Days 5-8 have been much different than 1-4. I sort of feel like I’ve fallen into a “routine” and I know what to eat, and feel good and full. Some things that I have noticed:
I sleep way better. I MIGHT get up once a night to use the bathroom, but prior to this I had a hard time falling asleep. Now I fall asleep in a reasonable amount of time, and I feel rested when I wake up. It’s amazing. I’m assuming this has to do with the white devil, sugar.
I also have found that after dinner, I feel satisified. Prior to this, I would want dessert almost as soon as I finished dinner. Now I find that I am ok with what I ate, and the few times that I’ve had “dessert” (berries with full fat coconut milk, OMG amazing), it’s just been a bonus, and not something I was craving.
I am not really “missing” anything, other than the convenience of the foods that I am not eating. Like eating a string cheese when I’m hungry, or a piece of toast while I’m making dinner. Eating this way has shown me it’s imperative to plan plan plan!
So…where to go from here? Well…I plan on eating what I want on thanksgiving, but I already feeling myself leaning towards the turkey, potatoes, green beans, and cranberry sauce, with no real hankering for rolls or bread stuffing. I am planning on having a piece of pie.

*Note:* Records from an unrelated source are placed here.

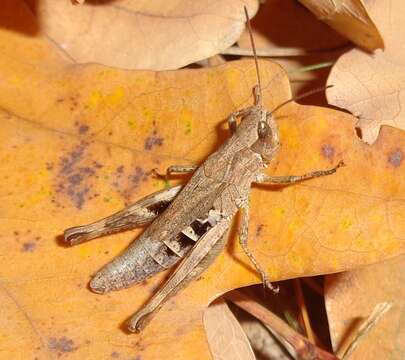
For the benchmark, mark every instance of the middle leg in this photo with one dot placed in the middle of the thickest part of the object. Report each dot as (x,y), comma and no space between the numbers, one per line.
(285,180)
(243,239)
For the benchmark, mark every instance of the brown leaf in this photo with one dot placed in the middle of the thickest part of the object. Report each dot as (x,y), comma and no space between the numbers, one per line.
(78,142)
(351,297)
(370,86)
(156,35)
(225,335)
(350,18)
(278,27)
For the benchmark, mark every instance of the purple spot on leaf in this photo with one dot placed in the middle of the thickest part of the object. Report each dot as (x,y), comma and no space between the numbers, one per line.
(328,151)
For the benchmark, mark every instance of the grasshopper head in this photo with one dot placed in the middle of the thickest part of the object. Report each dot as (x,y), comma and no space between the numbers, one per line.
(268,142)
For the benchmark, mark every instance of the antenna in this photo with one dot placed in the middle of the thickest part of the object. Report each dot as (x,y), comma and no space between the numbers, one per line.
(301,96)
(254,53)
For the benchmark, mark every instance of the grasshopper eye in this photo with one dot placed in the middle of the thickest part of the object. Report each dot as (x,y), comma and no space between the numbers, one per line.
(263,129)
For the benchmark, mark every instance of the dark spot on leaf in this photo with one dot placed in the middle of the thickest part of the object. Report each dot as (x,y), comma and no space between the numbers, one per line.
(328,151)
(75,179)
(83,129)
(74,174)
(29,247)
(152,141)
(395,157)
(63,344)
(259,229)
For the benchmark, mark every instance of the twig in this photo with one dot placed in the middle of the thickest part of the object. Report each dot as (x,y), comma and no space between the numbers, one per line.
(368,324)
(304,311)
(304,349)
(279,52)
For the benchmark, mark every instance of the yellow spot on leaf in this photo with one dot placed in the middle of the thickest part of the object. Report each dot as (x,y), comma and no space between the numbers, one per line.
(186,120)
(97,98)
(346,223)
(116,96)
(85,251)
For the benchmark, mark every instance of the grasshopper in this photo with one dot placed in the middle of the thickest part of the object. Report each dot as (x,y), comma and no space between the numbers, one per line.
(190,223)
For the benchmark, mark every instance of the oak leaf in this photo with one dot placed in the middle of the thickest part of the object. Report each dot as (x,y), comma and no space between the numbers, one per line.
(350,298)
(350,18)
(371,86)
(78,142)
(158,35)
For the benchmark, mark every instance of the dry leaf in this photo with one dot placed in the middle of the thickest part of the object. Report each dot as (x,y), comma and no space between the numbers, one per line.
(370,86)
(351,297)
(78,142)
(350,18)
(131,34)
(278,26)
(225,335)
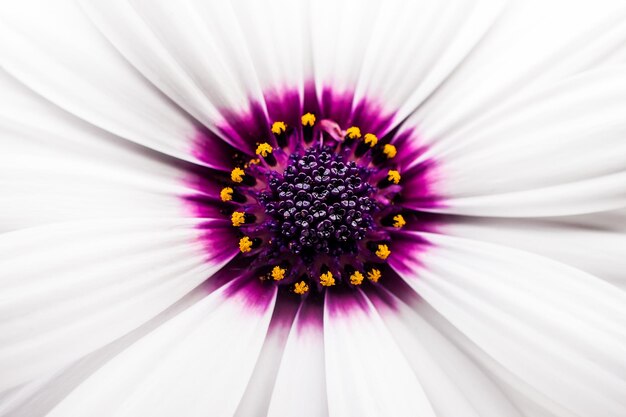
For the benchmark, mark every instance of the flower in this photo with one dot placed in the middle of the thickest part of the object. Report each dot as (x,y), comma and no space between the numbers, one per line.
(323,208)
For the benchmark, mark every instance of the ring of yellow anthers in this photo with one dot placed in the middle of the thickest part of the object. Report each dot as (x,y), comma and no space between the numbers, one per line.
(325,279)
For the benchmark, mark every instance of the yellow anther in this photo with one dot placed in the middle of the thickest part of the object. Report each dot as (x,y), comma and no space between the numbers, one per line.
(390,151)
(370,139)
(238,218)
(300,287)
(398,221)
(278,273)
(278,127)
(237,174)
(383,252)
(327,279)
(226,194)
(374,275)
(393,176)
(356,278)
(308,119)
(264,149)
(245,244)
(353,132)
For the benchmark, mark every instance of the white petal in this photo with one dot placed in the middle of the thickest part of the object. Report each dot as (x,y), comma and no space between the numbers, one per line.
(595,243)
(56,167)
(454,384)
(196,364)
(256,399)
(558,330)
(300,387)
(533,45)
(38,397)
(415,46)
(555,151)
(59,53)
(198,60)
(70,288)
(277,37)
(366,372)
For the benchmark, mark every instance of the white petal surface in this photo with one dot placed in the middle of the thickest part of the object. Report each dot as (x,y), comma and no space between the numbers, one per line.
(533,45)
(366,372)
(300,387)
(554,151)
(415,46)
(558,330)
(199,61)
(196,364)
(454,384)
(69,288)
(595,243)
(56,167)
(55,50)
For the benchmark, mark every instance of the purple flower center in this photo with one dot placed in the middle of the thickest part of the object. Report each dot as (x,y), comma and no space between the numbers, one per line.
(321,204)
(315,209)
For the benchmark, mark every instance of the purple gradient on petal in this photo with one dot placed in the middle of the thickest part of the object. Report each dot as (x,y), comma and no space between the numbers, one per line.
(408,248)
(209,148)
(255,295)
(310,317)
(218,240)
(243,130)
(343,303)
(284,106)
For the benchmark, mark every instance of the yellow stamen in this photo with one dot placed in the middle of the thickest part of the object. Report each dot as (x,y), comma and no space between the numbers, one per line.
(237,174)
(374,275)
(383,252)
(353,132)
(398,221)
(252,162)
(356,278)
(390,151)
(264,149)
(278,127)
(226,194)
(393,176)
(278,273)
(370,139)
(300,288)
(245,244)
(238,218)
(308,119)
(327,279)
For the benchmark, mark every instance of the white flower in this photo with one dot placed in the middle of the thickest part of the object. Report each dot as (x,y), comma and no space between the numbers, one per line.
(123,291)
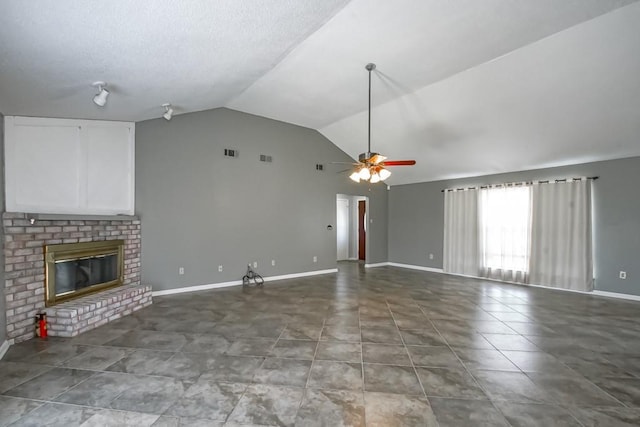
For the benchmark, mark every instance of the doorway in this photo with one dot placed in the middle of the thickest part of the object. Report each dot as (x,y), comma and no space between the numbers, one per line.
(351,228)
(342,229)
(362,230)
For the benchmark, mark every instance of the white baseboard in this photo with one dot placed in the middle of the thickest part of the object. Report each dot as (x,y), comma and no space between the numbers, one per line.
(197,288)
(4,348)
(378,264)
(617,295)
(595,292)
(415,267)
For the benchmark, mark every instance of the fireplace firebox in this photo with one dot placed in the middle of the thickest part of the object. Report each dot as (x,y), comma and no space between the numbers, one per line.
(73,270)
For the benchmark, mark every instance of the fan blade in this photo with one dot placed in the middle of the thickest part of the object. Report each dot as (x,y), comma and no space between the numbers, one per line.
(398,163)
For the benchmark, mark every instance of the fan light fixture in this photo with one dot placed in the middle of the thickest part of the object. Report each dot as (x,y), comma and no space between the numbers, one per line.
(100,99)
(168,111)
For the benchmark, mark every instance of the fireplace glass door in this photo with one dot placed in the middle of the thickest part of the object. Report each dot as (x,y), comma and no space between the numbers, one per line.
(75,269)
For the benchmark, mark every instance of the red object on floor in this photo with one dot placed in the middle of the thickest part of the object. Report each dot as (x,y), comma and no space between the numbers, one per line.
(43,325)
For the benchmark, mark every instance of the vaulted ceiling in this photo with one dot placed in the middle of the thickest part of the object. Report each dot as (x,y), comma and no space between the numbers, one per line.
(465,87)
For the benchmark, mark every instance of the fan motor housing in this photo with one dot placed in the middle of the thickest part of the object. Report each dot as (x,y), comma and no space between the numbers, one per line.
(366,156)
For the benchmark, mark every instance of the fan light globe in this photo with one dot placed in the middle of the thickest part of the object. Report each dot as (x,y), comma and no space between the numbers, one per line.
(101,98)
(384,174)
(365,174)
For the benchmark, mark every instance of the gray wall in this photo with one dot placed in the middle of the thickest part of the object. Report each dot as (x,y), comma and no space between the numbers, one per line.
(3,309)
(416,218)
(200,209)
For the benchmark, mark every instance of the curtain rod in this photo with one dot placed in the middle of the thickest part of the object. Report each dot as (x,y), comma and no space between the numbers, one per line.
(508,184)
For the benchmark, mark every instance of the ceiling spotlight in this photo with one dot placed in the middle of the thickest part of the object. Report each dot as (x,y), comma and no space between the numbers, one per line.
(168,111)
(101,97)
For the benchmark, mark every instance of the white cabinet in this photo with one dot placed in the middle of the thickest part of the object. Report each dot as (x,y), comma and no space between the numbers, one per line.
(69,166)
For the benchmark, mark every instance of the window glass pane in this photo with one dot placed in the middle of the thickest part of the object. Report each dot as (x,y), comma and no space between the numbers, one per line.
(504,227)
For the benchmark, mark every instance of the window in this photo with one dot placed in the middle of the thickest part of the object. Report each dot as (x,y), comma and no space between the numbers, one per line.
(504,226)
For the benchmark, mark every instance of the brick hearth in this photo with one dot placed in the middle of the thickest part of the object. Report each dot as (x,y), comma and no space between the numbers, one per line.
(24,261)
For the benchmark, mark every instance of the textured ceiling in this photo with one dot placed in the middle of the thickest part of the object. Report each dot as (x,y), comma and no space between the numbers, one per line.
(464,87)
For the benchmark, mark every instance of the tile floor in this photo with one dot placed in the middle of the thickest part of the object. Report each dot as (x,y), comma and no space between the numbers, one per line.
(375,347)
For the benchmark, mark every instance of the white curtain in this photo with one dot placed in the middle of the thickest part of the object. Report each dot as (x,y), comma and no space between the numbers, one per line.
(461,254)
(561,235)
(505,232)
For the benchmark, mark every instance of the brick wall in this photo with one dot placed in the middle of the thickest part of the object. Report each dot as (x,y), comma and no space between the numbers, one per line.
(24,259)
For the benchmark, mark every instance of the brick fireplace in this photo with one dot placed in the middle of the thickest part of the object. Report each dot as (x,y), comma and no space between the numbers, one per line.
(25,236)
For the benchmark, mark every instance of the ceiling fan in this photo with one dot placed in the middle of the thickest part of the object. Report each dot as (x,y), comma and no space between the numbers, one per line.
(372,167)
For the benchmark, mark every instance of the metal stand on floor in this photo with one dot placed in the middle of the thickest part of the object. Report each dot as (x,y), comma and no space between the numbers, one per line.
(252,276)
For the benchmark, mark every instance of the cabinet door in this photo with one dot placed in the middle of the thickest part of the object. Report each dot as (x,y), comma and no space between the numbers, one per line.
(43,167)
(110,169)
(69,166)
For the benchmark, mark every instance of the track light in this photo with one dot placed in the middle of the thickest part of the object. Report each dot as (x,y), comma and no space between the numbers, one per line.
(101,97)
(168,111)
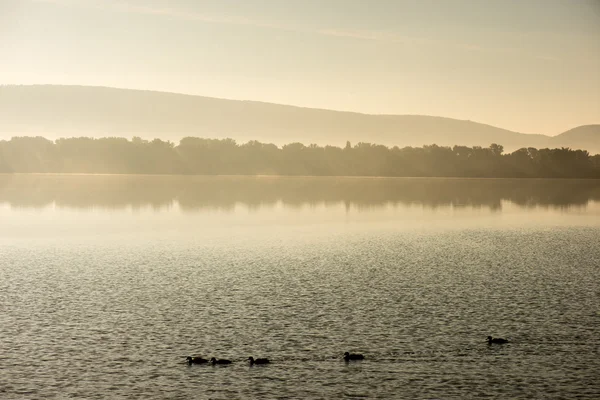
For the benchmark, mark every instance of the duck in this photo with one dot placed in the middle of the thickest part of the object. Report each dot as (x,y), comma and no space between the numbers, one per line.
(353,357)
(221,361)
(258,360)
(492,340)
(196,360)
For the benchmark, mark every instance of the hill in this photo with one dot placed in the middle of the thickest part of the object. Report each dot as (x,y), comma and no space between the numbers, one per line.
(65,111)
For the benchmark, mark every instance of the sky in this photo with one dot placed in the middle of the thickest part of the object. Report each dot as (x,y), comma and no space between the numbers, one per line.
(529,66)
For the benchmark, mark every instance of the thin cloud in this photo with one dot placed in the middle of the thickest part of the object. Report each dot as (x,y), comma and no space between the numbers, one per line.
(367,35)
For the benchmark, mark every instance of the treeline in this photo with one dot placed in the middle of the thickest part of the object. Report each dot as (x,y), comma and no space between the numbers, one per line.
(226,157)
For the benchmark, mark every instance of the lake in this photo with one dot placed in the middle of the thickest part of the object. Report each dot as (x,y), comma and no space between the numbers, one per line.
(107,283)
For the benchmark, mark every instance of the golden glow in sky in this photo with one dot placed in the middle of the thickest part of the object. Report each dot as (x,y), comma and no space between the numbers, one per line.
(529,66)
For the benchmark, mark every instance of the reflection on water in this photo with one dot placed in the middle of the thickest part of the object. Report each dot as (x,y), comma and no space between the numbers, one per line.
(108,282)
(223,193)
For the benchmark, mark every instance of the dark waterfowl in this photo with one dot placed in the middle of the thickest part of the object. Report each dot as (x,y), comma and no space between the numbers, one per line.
(196,360)
(492,340)
(353,357)
(221,361)
(258,360)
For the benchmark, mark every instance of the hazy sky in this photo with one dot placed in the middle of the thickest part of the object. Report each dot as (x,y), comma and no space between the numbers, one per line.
(531,66)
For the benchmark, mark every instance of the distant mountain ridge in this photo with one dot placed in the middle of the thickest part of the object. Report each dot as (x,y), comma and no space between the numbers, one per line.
(55,111)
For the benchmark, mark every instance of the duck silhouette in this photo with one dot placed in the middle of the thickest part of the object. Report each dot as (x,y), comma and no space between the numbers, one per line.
(492,340)
(353,357)
(214,361)
(196,360)
(258,360)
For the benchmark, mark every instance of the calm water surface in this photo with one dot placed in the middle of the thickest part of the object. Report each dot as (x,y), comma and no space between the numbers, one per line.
(107,283)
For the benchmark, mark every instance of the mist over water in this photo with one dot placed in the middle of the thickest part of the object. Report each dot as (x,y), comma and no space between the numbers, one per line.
(108,282)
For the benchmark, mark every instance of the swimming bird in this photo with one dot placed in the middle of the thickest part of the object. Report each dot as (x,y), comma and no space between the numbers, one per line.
(353,357)
(258,360)
(196,360)
(492,340)
(221,361)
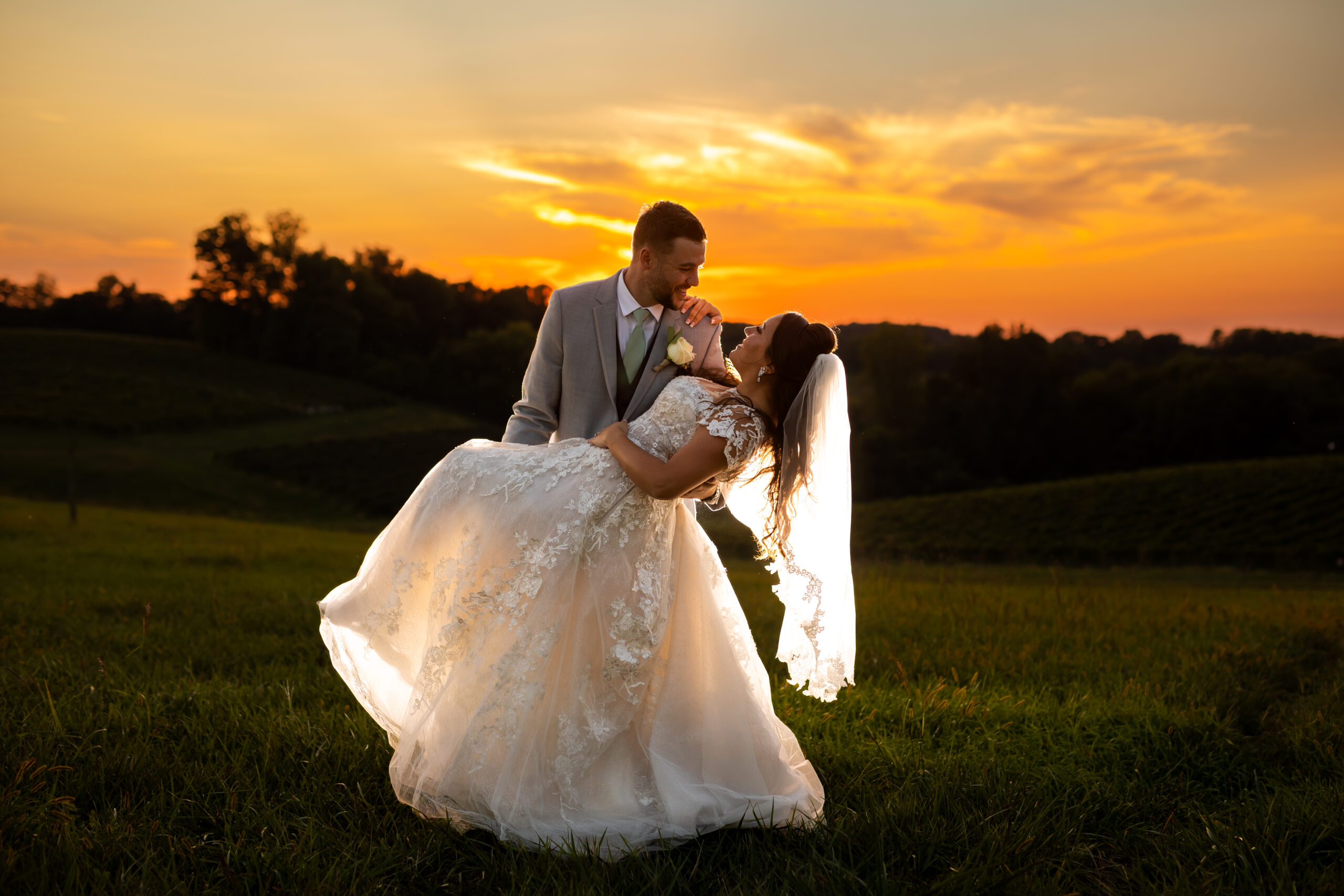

After turkey day I do think I’m going to continue with avoiding dairy, or at least limiting it, and limiting grains. I do think I’m going to start eating a bit of fruit, I would like to add that back into my breakfast or morning snack, but I’ll probably keep the focus on berries, apples, and pears, and away from bananas.
I think I’m going to be aiming for 90% “compliance.” 80% might be lenient enough that I will end up in a sugar binge.
Also, just for giggles, I weighed myself this morning. I lost 3 pounds from last Friday to this one.. I did not count calories, I did not count anything. My macronutrients worked out to approximately the following proportions, Fat-51%, Carbs-29% and Protein-20%. I am averaging about 2100 calories per day (ok, I do count calories, because I track my food online, but I don’t use the calories as a guide to how much to eat). I track to see how my nutrients are stacking up. On Weight Watchers I averaged about this same amount of calories…and as we know…never saw a significant weight loss.